East side versus west side – north side versus south side.
In most cities, these tensions exist – but it is more than simply a sense of neighborhood pride?
Maybe not, as there seems to be actual settlement patterns - in Europe and North America, at least - that lead to the consistency of those differences.
It should be noted that cities and communities are so varied that the apparent general pattern may not apply to every particular location; however the regularity of the variations may mean that real estate agents may only be partly correct when they say property value and desirability is driven by “location, location, location,” while in fact it be, at a more basic level, at the mercy of “direction, direction, direction.”
Initial – read paleolithic - migration patterns in Europe were from south and east to north and west. While the first immigration patterns in North America moved from the north and west towards the south and east (the Bering Sea land bridge, etc.), the colonial immigration moved, obviously, from east to west, from the Atlantic to the Pacific. But, unlike the original movement, the European colonists brought with them something the earlier arrivals for the most part did not – the notion of discrete, individual property ownership.

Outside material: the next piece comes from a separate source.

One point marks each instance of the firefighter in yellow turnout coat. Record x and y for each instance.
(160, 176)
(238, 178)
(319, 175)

As settlers moved westward in America, they tended to settle in the closest habitable places – one can hardly imagine a more awkward conversation than the one between puritan husband and wife Capability and Prudence Goodheart in which Capability tries to convince Prudence – after a month in the wilderness - to keep walking a few more miles further from the river because in about 300 years that land will be worth a bit more.
In other words, people settled in the best possible place made available by the shortest possible walk.

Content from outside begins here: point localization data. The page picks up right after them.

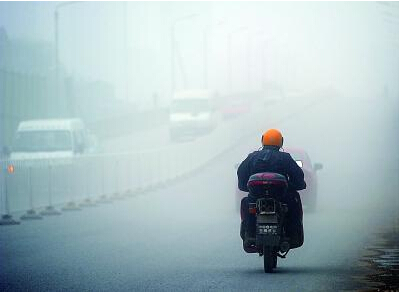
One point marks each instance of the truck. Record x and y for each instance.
(192, 113)
(51, 139)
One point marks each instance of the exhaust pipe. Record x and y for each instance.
(284, 246)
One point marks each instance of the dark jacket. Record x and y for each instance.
(270, 159)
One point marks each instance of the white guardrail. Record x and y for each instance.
(71, 183)
(40, 185)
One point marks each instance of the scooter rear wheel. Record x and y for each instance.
(269, 259)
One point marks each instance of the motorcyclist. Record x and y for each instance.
(270, 159)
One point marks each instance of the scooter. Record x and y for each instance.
(267, 190)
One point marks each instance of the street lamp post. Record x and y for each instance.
(56, 41)
(173, 43)
(230, 66)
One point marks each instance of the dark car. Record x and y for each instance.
(308, 195)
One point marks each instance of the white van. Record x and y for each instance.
(49, 139)
(192, 112)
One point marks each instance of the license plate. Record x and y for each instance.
(267, 229)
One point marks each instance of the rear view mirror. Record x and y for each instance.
(317, 166)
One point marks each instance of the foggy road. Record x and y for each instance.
(186, 236)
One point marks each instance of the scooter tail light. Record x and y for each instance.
(252, 210)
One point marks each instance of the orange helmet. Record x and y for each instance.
(272, 137)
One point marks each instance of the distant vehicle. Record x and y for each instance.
(51, 139)
(308, 195)
(192, 113)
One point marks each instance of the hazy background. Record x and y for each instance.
(325, 73)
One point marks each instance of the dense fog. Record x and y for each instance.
(325, 73)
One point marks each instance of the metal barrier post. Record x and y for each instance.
(6, 219)
(88, 202)
(50, 210)
(103, 198)
(71, 205)
(31, 213)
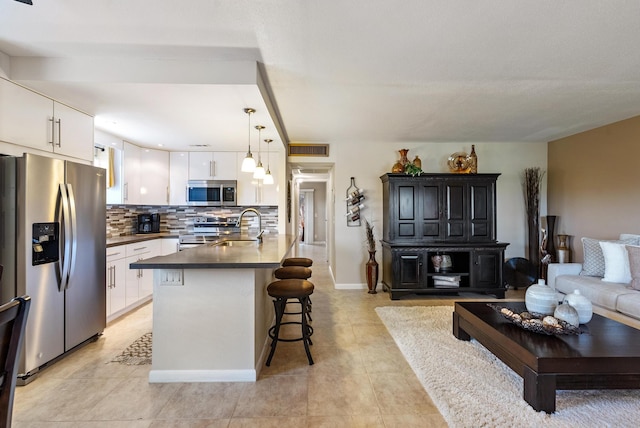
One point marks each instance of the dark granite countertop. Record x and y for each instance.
(269, 254)
(132, 239)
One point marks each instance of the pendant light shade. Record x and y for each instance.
(258, 172)
(268, 178)
(249, 163)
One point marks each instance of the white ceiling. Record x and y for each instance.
(180, 72)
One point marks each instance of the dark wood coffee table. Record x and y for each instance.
(605, 356)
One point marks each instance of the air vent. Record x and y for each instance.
(308, 149)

But these more easterly original settlements – neighborhoods, if you will - rather soon gave way to becoming places more focused on commerce and industry and those who made a bit of a packet could move out – usually west – to have a more comfortable life. The bonus, for those able to move west, was that the general direction of the wind – from west to east – would keep whatever nasty smells and such away from the “west side” of town.

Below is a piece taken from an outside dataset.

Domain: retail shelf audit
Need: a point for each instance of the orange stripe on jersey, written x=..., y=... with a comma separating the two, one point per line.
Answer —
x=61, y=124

As settlers moved even further and further west this pattern repeated itself, just as it had done in Europe – think of London as a perfect example - which has the same general wind patterns - https://www.marketwatch.com/story/the-incredible-reason-east-sides-of-cities-are-poorer-than-west-sides-2016-11-02
While separate cities, there is a reason Camden, New Jersey is Camden and that Philadelphia’s fancy Main Line suburbs lay to the west of downtown, that the west side of Los Angeles may as well be a million miles rather than 12 miles from the east side, that the lower east side of Manhattan was for decades on a different planet from the upper west side, East St. Louis versus St. Louis, though that may be unfair to both cities, and on and on.
Again it must be emphasized that different localities did not all follow this pattern – Gates and Bezos live in Medina, east of downtown Seattle, for example, and certain permanent institutions like universities and hospitals create a significant impact – but in general the rule holds true until the onset of gentrification, when the children of the west side people realize they cannot quite afford to stay in the neighborhood, declare the east side “cool” (take the resurgence of Brooklyn) and change – like evil aliens with climate modification machines – those older neighborhoods to best fit their own needs (the analogy, admittedly, does not have to be that mean and gentrification can “lift all boats” if done well).
When it comes to deciding where to live and where is the most desirable place to live, semantics – beyond weather and initial settlement – can also play a role. At least for speakers of the English language, for some reason, people find the idea of “up” better than “down,” which subconsciously transmogrifies in to meaning “north” is better than “south.” https://healthland.time.com/2011/05/31/the-psychology-of-real-estate-why-north-is-better-than-south/
Therefore, the seemingly innate draw to the west and the north – through for different reasons – may explain population settlement patterns over the course of a community’s development.
Of course, this may not be true all the time; in fact, the Kansas City metro area puts paid to most of the above arguments – the eastern city is nice than the western and Overland Park, which lay to the south, is nicer than both (“nice” being loosely defined by having higher property values and incomes and lower crime rates). And geography plays a large role, which is why the east side of Chicago has so few non-aquatic residents.
That being said, the pattern does appear to be surprisingly consistent and the rivalries and differences between the neighborhoods may always exist. As the eminent societal philosopher, Cartman of South Park, notes -
- “chillin’ on the west sieeday” may be, eventually, everyone’s goal.